Tak ada opsi lain. Tak boleh ada belokan. Karena katanya, jurusan adalah takdir. Seperti nasib Oedipus yang tak bisa menghindari ramalan, walau sekuat apapun berlari.
Namun, tahukah kau?
Takdir itu sering bercanda. Dan dunia kerja, lebih liar dari sekadar soal ujian akhir semester.
Kekacauan yang Mulia
Lihatlah sekeliling.
Seorang mantan mahasiswa teknik mesin, kini adalah digital marketer.
Lulusan pendidikan, kini mengepalai tim AI di unicorn teknologi.
Anak biologi—yang dulunya hapal kingdom monera dan protista—kini membuat desain UX yang memukau.
Apakah mereka tersesat?
Tidak. Mereka hanya berbelok, dan menemukan bahwa jalan tol bernama passion seringkali tidak muncul di Google Maps jurusan kuliah.
Justru dari “kesesatan” itulah lahir hal-hal besar. Di mana sistem gagal meramalkan potensi, manusia membangun jalurnya sendiri.
Bangkitnya Para Pembelajar Abadi
Kita hidup di era di mana gelar tak lagi sakti. Di mana CEO perusahaan teknologi bahkan tak bisa ngoding, dan content creator lebih dicari daripada insinyur nuklir.
Howard Schultz? Komunikasi.
Jack Ma? Bahasa Inggris.
Andrea Hirata? Ekonomi.
Ika Natassa? Perbankan.
Tapi mereka semua tidak berhenti di apa yang tertulis di ijazah. Mereka menulis ulang takdir mereka dengan tinta yang mereka pilih sendiri.
Karena hari ini, bukan siapa yang tahu paling banyak, tapi siapa yang mau terus belajar.
LinkedIn dan Lompatan Tak Terduga
Jadi jika hari ini kau duduk termenung di kelas, bertanya dalam hati: “Apa hubungannya semua ini dengan hidupku nanti?”—maka izinkan aku berkata:
Tarik napas. Lihat ke sekeliling. Dunia tidak seketat transkrip.
Mulailah dari mana saja.
Bangun portofolio.
Coba hal baru.
Bikin konten receh.
Tulis opini di LinkedIn.
Bangun personal branding.
Karena bisa jadi, dari satu postingan jujur yang kelihatan sepele, datang undangan wawancara dari tempat yang tak kau bayangkan.
Kesimpulan yang Membebaskan
Dalam pertandingan ini, ijazahmu adalah kick-off, bukan gol kemenangan. Ia hanyalah awal dari cerita, bukan narasi yang ditentukan penuh sejak prolog.

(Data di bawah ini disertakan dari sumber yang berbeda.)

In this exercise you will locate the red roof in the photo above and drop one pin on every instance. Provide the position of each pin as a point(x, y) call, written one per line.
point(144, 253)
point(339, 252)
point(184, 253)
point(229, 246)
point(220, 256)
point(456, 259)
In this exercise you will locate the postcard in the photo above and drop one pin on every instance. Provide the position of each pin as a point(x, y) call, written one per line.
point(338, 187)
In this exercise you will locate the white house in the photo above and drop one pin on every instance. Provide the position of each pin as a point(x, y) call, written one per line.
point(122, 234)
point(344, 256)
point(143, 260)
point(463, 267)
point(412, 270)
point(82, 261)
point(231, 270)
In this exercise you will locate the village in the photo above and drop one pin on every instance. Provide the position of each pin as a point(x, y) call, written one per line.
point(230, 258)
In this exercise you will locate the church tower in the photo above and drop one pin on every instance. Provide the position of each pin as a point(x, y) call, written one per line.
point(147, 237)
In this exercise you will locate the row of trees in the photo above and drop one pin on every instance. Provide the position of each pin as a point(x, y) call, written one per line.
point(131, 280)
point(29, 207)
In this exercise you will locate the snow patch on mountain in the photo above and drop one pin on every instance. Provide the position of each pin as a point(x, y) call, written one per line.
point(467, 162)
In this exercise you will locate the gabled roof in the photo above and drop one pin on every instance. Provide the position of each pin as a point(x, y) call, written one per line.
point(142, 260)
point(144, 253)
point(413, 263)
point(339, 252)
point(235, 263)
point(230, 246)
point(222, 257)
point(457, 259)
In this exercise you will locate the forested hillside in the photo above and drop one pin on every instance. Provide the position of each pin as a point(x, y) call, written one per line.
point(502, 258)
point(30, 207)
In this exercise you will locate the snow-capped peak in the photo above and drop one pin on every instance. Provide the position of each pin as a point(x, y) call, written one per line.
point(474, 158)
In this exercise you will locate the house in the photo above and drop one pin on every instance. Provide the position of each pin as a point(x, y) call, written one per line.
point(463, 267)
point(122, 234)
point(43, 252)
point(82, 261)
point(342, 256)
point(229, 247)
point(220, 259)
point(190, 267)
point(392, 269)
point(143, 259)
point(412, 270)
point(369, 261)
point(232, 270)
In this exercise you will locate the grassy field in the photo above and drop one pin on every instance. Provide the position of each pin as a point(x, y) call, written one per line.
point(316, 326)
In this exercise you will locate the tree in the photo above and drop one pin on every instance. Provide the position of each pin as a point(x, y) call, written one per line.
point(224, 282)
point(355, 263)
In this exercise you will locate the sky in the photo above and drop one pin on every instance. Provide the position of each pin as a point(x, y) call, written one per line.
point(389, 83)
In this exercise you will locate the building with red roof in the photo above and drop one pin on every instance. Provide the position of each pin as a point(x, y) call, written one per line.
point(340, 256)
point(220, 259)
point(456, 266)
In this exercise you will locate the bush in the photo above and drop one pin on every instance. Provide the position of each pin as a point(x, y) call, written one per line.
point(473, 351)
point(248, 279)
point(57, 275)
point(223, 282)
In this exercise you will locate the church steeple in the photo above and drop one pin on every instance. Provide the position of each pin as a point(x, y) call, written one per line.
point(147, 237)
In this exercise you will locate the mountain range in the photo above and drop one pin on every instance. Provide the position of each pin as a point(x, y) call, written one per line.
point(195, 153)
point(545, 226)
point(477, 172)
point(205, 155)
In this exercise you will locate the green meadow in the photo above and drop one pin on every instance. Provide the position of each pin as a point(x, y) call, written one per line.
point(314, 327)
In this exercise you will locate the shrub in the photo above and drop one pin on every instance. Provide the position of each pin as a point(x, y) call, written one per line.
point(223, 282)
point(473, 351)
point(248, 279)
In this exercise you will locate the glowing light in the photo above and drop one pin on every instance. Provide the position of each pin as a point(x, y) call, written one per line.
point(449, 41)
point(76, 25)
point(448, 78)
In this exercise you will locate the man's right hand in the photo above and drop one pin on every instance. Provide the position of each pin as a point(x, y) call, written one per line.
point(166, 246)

Dan seperti Drury berkata, “In this theatre of dreams, where scripts are often torn and rewritten mid-play, the bravest are those who dare to improvise.”
Jadi, kepada kalian yang merasa “salah jurusan”: mungkin kalian tak salah jalan, hanya sedang menulis rute sendiri.
Dan siapa tahu, justru jalan memutar itu akan membawa kalian pada pemandangan yang tak bisa dilihat dari jalan tol para akademisi.
Karena hidup bukan soal lulus dari mana.
Tapi soal kau menjadi siapa setelahnya.
Final Score:
Takdir 1 – Ijazah 0
Kemenangan ditentukan bukan oleh kampusmu, tapi oleh keberanianmu menari bersama ketidakpastian.